Tuesday, March 27, 2007

Struggle

Well I've been struggling a little bit okay a whole lot with some things. I'm really missing my mom for one. It doesn't get easier as the days go by. In fact each day gets a little harder to move forward without her. I'm doing it but I'm not liking it and I'm just so lonely without her. So that's hard obviously. If it was easy it wouldn't be called loss and grief now would it.

One thing that I think is making it harder is something my pastor said. I had always believed prior to my mom getting sick that even when people died they stayed with us somehow. I believe in angels or spirits or ghosts or whatever you want to call it. I felt like heaven was a place but that they could still get to us spiritually or emotionally even if not physically.

Well when my mom started realizing she was dying she asked our pastor to tell her about heaven. He described it as a place filled with joy. He said that there is singing and light and beauty and that there is no time. He said that we would just spend eternity praising God. Well that sounds good to me. But then he said that there is no concern for earthly matters. Well in theory that sounds great. No bills, no pressure, no job, etc.

But in this moment that feels to me like I'm a wordly matter and my mom no longer is concerned about me. For someone that is already feeling alone that statement is haunting. I know I could just call him and talk to him and he would say that she is with me. But I can't help but think he would say that to appease me and that really she is praising God and has forgotten about me. Just typing that makes me bawl. How lame is that. But my entire day is fixated around her even now. She is my first thought and my last thought each day. And about a million thoughts in between. So the idea that she can't think of me is wrong.

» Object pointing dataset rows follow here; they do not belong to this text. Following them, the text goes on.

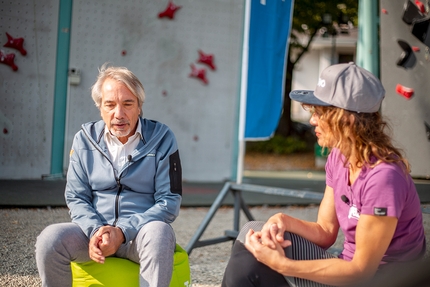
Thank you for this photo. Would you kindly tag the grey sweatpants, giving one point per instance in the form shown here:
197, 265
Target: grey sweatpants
61, 243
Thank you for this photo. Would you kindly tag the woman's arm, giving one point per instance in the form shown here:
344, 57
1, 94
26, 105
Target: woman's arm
373, 236
323, 232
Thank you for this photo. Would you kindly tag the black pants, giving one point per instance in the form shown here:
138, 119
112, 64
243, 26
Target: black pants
244, 270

But it makes sense at the same time. If she thought of us kids and realized she was away from us she would be sad. She loved us a lot and never liked to be away from us. So if we weren't with her she would be very sad and anxious. Not joyful . And if heaven is filled with joy how could she miss us. That wouldn't be joyful. So she must not notice we aren't with her. That breaks my heart.

So I'm struggling with all this and I've not really talked to anyone about it. I know people are sick of hearing about it. People think I should be "over it". So I don't say anything very often. So today I meet with someone. A person that doesn't know me real well. And they say they have something they need to talk to me about. They say that they can see my mom's presence around me. They say that she is saying things but I don't hear them. I about fall over. WHAT?

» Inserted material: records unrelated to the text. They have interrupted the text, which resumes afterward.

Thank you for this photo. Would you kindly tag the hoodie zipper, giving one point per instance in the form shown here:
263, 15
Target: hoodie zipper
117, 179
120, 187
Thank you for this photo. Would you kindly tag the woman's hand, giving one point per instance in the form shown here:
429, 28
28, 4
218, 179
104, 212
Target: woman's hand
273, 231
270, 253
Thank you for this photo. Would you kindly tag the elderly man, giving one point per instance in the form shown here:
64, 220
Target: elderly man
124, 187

So basically they scribbled down what they said my mom was trying to tell me. I don't know if I believe it yet as I'm still kinda in shock. But this is my list.

No pain
I see more and know you will be okay you just don't see it yet
Love is large
Weather is the biggest support
Not alone
You have to be open and ask
The bedroom is better this way

Okay after going over and over the list I've kinda pieced a few things together. Some of the stuff there is no way this person would know! No pain is obvious to me meaning she isn't in pain. The second one I'm not to shocked by as I constantly doubt if I will be okay without her. The love is large has to be for real. My mom wrote me a note a couple days before she died and it said love is large. The person telling me this does not know that. Weather I believe was supposed to be Heather. I don't know about the not alone and being open and asking. Maybe that is just trusting that she is here with me and being open to that. And the bedroom thing has to be for real too. He didn't know about my bedroom dilemma. I have a hard time with the bedroom. My mom died in what is now my bedroom and my bed. I have moved the bedroom furniture around and I sleep better but wasn't sure about the arrangement. So I'm guessing she is good with it.

So that's my struggle. Now I just don't know what to think. I'm really floored and overwhelmed and weirded out by all this. Thoughts?

Jessie

2 comments:

Amy said...

Wow, Jessie!! That is just wild. I totally believe in the paranormal stuff like that. I'm sorry you're hurting over the loss of your mother. I hope the words you heard today will bring you some comfort.

Darby said...

jess--i'll never be tired of hearing about it. do i know this guy?